## **Title**

**Personalized Education Analytics for Online Learning Platforms**

## **Introduction**

In this notebook, we build on the Exploratory Data Analysis of Notebook 1 by preparing the dataset for modeling and recommendation. We focus on encoding the categorical variables and engineer meaningful features for model development.

## **Objectives**

1.   Prepare the dataset for machine learning modeling and clustering

2.   Encode categorical variables appropriately for modeling

3.   Perform feature engineering to extract behavioral metrics:
  
  a. Engagement Score: Measures overall activity level

  b. Learning Outcome Score: Measures the academic performance

  c. Age Groups: Helps cluster users by demographic bands

4. Create a clean and transformed dataset ready for clustering, classification and recommendation logic.


## **Import Libraries**

In [None]:
import pandas as pd
import numpy as np

import matplotlib.pyplot as plt
import seaborn as sns
sns.set(style ='whitegrid')

import warnings
warnings.filterwarnings('ignore')

## **Load Datasets**

In [None]:
# Mount Google Drive
from google.colab import drive
drive.mount('/content/drive')

Drive already mounted at /content/drive; to attempt to forcibly remount, call drive.mount("/content/drive", force_remount=True).


In [None]:
# Load the dataset
df = pd.read_csv('/content/drive/MyDrive/results/cleaned_personalized_learning_dataset.csv')

## **Copy Dataset for Modeling**

In [None]:
df_model = df.copy()

## **Encoding Categorical Variables**

### **Label Encoding**

In [None]:
df_model['gender'] = df_model['gender'].map({'Male': 0, 'Female': 1, 'Other': 2})

### **Binary Encoding**

In [None]:
df_model['dropout_likelihood'] = df_model['dropout_likelihood'].map({'No': 0, 'Yes': 1})

### **Ordinal Encoding**

In [None]:
df_model['engagement_level'] = df_model['engagement_level'].map({'Low': 0, 'Medium': 1, 'High': 2})

### **One-hot encode multiclass categoricals**

In [None]:
df_model = pd.get_dummies(df_model, columns=['education_level', 'course_name', 'learning_style'], drop_first=True)

## **Feature Engineering**

**Engagement Score**

In [None]:
df_model['engagement_score']  = (
    0.3 * df['time_spent_on_videos'] +
    0.2 * df['forum_participation'] +
    0.2 * df['quiz_attempts'] +
    0.3 * df['assignment_completion_rate']
).round(2)

**Learning Outcome Score**

In [None]:
df_model['learning_outcome_score'] = (
    0.5 * df['final_exam_score'] +
    0.3 * df['quiz_scores'] +
    0.2 * df['feedback_score']
).round(2)

**Age Group Binning**

In [None]:
df_model['age_group'] = pd.cut(df_model['age'], bins=[10, 18, 25, 35, 50, 70],
                         labels=['10–18', '19–25', '26–35', '36–50', '51+'])
df_model = pd.get_dummies(df_model, columns=['age_group'], drop_first=True)


**Engagament Category**

In [None]:
def classify_engagement(score):
    if score >= 300:
        return 'High'
    elif score >= 200:
        return 'Medium'
    else:
        return 'Low'

df_model['engagement_category'] = df_model['engagement_score'].apply(classify_engagement)
df_model = pd.get_dummies(df_model, columns=['engagement_category'], drop_first=True)


## **Save the dataset**

In [None]:
df_model.to_csv('/content/drive/MyDrive/results/final_personalized_learning_dataset.csv', index = False)

## **Summary**

We encoded all relevant categorical features using appropriate techniques:

a. Label Encoding for: gender

b. Binary Encoding for dropout_likelihood

c. Ordinal Encoding for engagement level

d. One hot encoding for multiclass categoricals - course name, education level and learning style.
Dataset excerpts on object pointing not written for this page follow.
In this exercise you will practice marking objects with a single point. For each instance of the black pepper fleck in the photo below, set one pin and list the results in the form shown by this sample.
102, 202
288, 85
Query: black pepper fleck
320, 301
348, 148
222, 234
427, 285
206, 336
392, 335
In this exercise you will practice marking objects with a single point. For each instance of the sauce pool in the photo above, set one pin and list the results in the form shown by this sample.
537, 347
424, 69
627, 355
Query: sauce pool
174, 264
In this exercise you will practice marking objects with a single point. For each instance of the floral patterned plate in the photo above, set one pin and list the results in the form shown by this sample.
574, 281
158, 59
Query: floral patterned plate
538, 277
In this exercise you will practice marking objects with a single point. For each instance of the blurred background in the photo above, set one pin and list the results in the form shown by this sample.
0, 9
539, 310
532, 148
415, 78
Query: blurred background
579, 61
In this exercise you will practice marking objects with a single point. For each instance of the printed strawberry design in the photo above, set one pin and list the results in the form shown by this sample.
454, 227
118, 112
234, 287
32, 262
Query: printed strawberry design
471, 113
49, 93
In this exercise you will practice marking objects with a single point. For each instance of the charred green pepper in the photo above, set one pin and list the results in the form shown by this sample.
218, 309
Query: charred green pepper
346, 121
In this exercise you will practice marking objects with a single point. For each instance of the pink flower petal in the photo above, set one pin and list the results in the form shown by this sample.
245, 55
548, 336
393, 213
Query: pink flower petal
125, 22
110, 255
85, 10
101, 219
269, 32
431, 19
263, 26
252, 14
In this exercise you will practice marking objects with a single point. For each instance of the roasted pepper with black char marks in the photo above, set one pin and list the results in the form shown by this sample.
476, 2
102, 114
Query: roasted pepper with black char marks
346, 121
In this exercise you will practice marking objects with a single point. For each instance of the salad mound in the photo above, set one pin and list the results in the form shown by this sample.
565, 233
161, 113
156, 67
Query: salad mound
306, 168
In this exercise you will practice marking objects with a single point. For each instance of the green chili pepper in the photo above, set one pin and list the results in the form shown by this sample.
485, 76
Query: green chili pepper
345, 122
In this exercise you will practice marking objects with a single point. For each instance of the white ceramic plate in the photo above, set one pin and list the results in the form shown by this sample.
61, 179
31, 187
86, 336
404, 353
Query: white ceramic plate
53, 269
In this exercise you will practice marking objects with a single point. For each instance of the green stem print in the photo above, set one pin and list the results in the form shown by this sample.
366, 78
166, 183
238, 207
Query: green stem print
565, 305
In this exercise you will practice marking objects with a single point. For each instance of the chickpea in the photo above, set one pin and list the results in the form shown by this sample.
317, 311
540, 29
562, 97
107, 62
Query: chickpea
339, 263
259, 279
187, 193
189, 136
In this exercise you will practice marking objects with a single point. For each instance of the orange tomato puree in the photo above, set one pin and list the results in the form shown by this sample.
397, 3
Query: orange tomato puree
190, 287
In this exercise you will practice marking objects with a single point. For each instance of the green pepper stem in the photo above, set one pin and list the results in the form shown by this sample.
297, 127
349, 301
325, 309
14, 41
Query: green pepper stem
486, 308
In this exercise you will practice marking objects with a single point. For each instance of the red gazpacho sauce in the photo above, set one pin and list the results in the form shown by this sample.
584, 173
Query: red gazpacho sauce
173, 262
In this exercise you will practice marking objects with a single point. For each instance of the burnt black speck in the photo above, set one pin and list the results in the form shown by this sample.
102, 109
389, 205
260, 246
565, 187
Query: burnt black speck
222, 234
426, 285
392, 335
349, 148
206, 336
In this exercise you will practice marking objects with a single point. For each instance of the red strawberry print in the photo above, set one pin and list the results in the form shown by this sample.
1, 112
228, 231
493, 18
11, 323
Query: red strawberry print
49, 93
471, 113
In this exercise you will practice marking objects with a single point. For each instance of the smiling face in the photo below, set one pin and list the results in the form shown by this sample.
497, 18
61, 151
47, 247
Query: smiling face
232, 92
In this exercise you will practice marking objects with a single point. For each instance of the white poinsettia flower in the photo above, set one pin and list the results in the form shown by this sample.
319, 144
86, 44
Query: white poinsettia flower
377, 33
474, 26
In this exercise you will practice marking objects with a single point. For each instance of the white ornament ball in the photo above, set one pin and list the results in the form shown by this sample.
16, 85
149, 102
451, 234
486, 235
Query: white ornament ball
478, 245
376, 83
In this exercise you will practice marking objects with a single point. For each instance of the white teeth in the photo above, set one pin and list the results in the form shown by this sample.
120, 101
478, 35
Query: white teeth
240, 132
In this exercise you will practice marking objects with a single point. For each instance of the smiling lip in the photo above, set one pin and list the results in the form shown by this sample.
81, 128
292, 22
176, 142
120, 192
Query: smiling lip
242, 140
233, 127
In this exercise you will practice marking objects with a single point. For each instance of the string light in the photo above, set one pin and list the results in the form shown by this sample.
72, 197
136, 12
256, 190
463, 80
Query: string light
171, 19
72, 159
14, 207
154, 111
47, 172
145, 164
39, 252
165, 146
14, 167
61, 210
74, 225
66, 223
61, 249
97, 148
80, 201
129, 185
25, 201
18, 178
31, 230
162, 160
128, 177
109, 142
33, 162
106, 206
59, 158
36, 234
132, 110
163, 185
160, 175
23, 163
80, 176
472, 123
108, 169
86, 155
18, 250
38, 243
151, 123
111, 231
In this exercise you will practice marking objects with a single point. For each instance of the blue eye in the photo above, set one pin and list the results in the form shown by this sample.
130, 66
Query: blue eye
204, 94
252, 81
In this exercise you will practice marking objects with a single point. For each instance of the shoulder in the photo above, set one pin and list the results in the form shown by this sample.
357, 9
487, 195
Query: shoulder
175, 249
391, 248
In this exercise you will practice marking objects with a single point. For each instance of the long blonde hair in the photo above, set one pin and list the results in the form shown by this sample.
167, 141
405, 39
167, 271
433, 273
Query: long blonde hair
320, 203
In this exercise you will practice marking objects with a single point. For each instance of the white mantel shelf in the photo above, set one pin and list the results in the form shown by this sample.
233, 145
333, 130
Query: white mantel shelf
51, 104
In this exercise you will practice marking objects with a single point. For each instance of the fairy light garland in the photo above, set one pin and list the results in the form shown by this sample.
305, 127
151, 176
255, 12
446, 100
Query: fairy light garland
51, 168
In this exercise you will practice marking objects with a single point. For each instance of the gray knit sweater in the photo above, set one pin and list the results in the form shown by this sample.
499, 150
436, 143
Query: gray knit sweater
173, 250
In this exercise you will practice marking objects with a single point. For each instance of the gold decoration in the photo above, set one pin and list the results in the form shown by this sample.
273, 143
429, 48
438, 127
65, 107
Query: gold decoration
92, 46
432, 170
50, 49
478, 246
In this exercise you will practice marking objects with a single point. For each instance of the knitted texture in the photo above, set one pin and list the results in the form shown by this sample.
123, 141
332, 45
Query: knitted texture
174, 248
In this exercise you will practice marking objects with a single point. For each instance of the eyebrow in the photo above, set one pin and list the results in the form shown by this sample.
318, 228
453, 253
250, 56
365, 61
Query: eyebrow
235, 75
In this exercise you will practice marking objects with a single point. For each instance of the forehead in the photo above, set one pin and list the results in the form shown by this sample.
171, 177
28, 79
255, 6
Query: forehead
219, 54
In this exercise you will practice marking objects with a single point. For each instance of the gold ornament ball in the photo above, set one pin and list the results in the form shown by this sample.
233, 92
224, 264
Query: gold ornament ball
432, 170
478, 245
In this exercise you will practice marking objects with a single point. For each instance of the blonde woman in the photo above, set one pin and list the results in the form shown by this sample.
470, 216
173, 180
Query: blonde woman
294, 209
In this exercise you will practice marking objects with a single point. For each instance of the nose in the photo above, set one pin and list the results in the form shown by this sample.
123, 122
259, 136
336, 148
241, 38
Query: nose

We created composite features: engagement score, learning outcome score and age groups. Finally, we save this processed dataset to use in notebook 3 for building the recommendation model.

**Next Steps**

We cluster learners based on engagement and performance. We then train a model to predict dropout risk and generate personalized course recommendation.